Как-то под осень Владимир Николаевич, неожиданно пригласил меня в гости. Разлив чай, он стал обстоятельно рассказать мне о своем друге прежнем владельце коллекции профессоре археологии Киевского университета Павле Ивановиче Григорьеве.

— Сразу после окончания войны меня тогда еще молодого маркшейдера направили на строительство шахт в Казахстане. В поселке, где я жил, находилось Управления карагандинских лагерей. Однажды, к нам в прорабскую зашел щуплый истощенный человек в длинном бушлате, и молча присел около буржуйки. Дождавшись, пока все выдут, он попросился на работу. О себе он рассказал, что отсидел в КарГУЛАГе 10 лет и еще на четыре года лишен права выезда на прежнее место жительства. Я похлопотал за него перед начальством и его приняли горным рабочим под мою ответственность. Поселился он со мной в общежитии. До ареста Павел Иванович преподавал историю Древней Руси, и в свободное время мог часами рассказывать мне про всех русских князей и даже по памяти на старославянском языке цитировал летописи. Перед войной он написал исследование о скандинавском происхождении Рюриковичей. За вредительское искажение русской истории и вдобавок неблагонадежное социальное происхождение его и зачислили во «враги народа». Мы с ним прожили вместе до тех пор, когда Павел Иванович смог вернуться в родной Киев.

— Прошло несколько лет, к тому времени я уже перебрался жить во Фрунзе, где меня и разыскал бывший профессор и пригласил в гости на Украину. Жил Павел Иванович недалеко от Киева в поселке Буча, по соседству с дачей Булгаковых и занимался пасекой и садом. Внушительных размеров, но неухоженное родовое гнездо Григорьевых, каким-то чудом не поменяло хозяев за годы репрессий и фашистской оккупации. Павел Иванович рассказывал, что отец его обрусевший датчанин, принявший христианство, в свое время был профессором Киевской духовной академии. В наследство от отца остался большой кованый сундук, наполненный всякой церковной утварью: серебряными дарохранительницами, канделябрами, чашами, иконами в серебряных окладах и старыми фотографиями. Там же хранилась внушительная подборка старинных монет. Я в них совсем не разбирался, но для приличия посмотрел и помню, они были самые разные: большие и маленькие, медные и серебряные. Честно говоря, тогда содержимое сундука не произвело на меня особого впечатления, и я даже не спросил, кто коллекционировал эти монеты, сам Павел Иванович или его отец. Позже, когда я увлекся сбором памятных советских рублей, то вспомнил о коллекции в сундуке и написал письмо в Киев, интересуясь, между прочим, сохранились ли древние монеты. Представляешь моё удивление, когда через две – три недели ко мне во Фрунзе пришла бандероль с монетами, и письмо с извинениями, что коллекция российских монет уже разошлась по знакомым и родственникам, а остатки антики с благодарностью высылаются лучшему другу на долгую и вечную память.

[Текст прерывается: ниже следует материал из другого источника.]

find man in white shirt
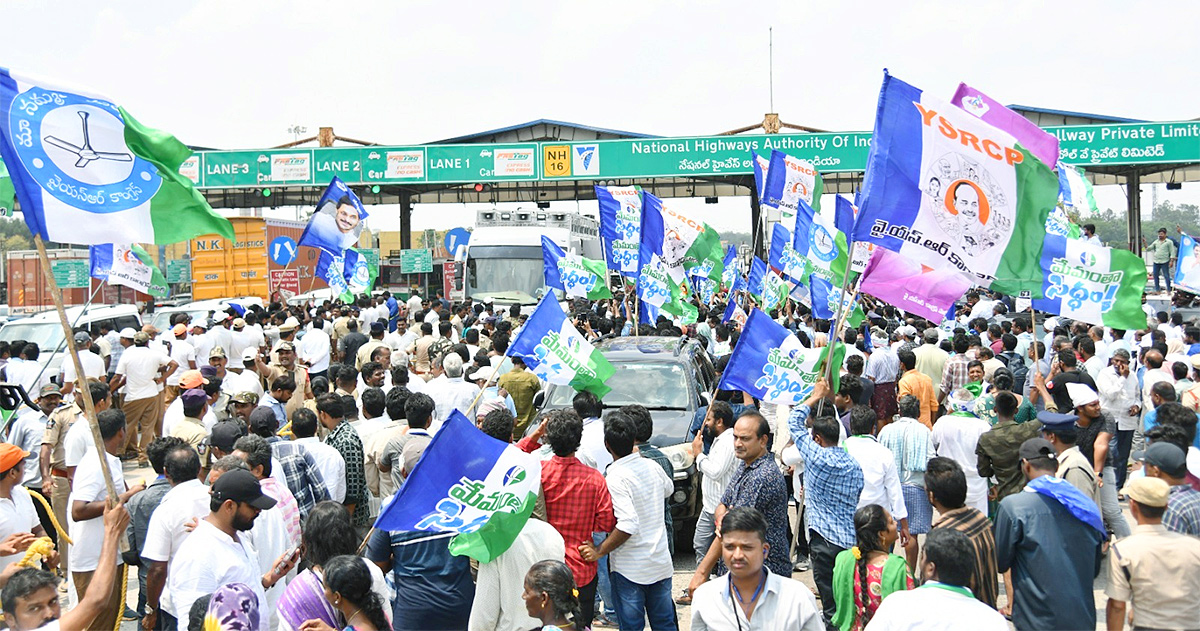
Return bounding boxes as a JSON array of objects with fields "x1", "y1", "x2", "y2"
[
  {"x1": 842, "y1": 405, "x2": 907, "y2": 546},
  {"x1": 292, "y1": 408, "x2": 346, "y2": 503},
  {"x1": 111, "y1": 331, "x2": 179, "y2": 465},
  {"x1": 467, "y1": 519, "x2": 566, "y2": 631},
  {"x1": 691, "y1": 506, "x2": 824, "y2": 631},
  {"x1": 859, "y1": 532, "x2": 1008, "y2": 631},
  {"x1": 167, "y1": 469, "x2": 299, "y2": 631},
  {"x1": 580, "y1": 411, "x2": 676, "y2": 631},
  {"x1": 926, "y1": 398, "x2": 991, "y2": 515},
  {"x1": 67, "y1": 410, "x2": 145, "y2": 629},
  {"x1": 691, "y1": 401, "x2": 738, "y2": 563},
  {"x1": 142, "y1": 446, "x2": 209, "y2": 629}
]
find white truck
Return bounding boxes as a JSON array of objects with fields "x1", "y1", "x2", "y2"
[{"x1": 466, "y1": 209, "x2": 604, "y2": 306}]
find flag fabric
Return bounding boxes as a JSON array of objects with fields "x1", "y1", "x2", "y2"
[
  {"x1": 763, "y1": 151, "x2": 824, "y2": 230},
  {"x1": 792, "y1": 200, "x2": 850, "y2": 286},
  {"x1": 1175, "y1": 234, "x2": 1200, "y2": 294},
  {"x1": 508, "y1": 294, "x2": 619, "y2": 397},
  {"x1": 1033, "y1": 235, "x2": 1146, "y2": 330},
  {"x1": 721, "y1": 246, "x2": 742, "y2": 292},
  {"x1": 541, "y1": 236, "x2": 612, "y2": 300},
  {"x1": 298, "y1": 175, "x2": 367, "y2": 256},
  {"x1": 858, "y1": 247, "x2": 971, "y2": 321},
  {"x1": 595, "y1": 186, "x2": 642, "y2": 278},
  {"x1": 746, "y1": 257, "x2": 767, "y2": 300},
  {"x1": 88, "y1": 244, "x2": 168, "y2": 298},
  {"x1": 1058, "y1": 162, "x2": 1100, "y2": 217},
  {"x1": 0, "y1": 160, "x2": 17, "y2": 217},
  {"x1": 721, "y1": 298, "x2": 746, "y2": 326},
  {"x1": 374, "y1": 410, "x2": 541, "y2": 563},
  {"x1": 809, "y1": 274, "x2": 866, "y2": 329},
  {"x1": 640, "y1": 191, "x2": 722, "y2": 282},
  {"x1": 1046, "y1": 206, "x2": 1084, "y2": 239},
  {"x1": 854, "y1": 73, "x2": 1058, "y2": 295},
  {"x1": 716, "y1": 310, "x2": 846, "y2": 405},
  {"x1": 767, "y1": 223, "x2": 808, "y2": 283},
  {"x1": 0, "y1": 68, "x2": 234, "y2": 245},
  {"x1": 750, "y1": 150, "x2": 770, "y2": 200},
  {"x1": 314, "y1": 248, "x2": 379, "y2": 302},
  {"x1": 950, "y1": 83, "x2": 1058, "y2": 167}
]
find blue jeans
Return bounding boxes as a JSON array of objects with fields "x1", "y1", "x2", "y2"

Вскоре после этого пришло сообщение о смерти Павла Ивановича. Теперь ты понимаешь, что я не имею права продавать эту коллекцию.

Мы немного помолчали.

— Давай, помянем хорошего человека, — Владимир Николаевич достал из буфета графинчик. Выпили не чокаясь.

Завершая печальную тему о бренности нашего бытия, я напомнил Владимиру Николаевичу слова известного болгарского писателя и коллекционера Богомила Райнова: — «Мы только собираем эти реликвии, но нам они не принадлежат. Они принадлежат вечности. Мы уйдем, а они останутся».

Когда я прощался, стоя в прихожей, Владимир Николаевич вынес кляссер с античными монетами и протянул его мне.

— Храни. Пусть это будет память обо мне и Павле Ивановиче.

 

Весной Владимира Николаевича не стало.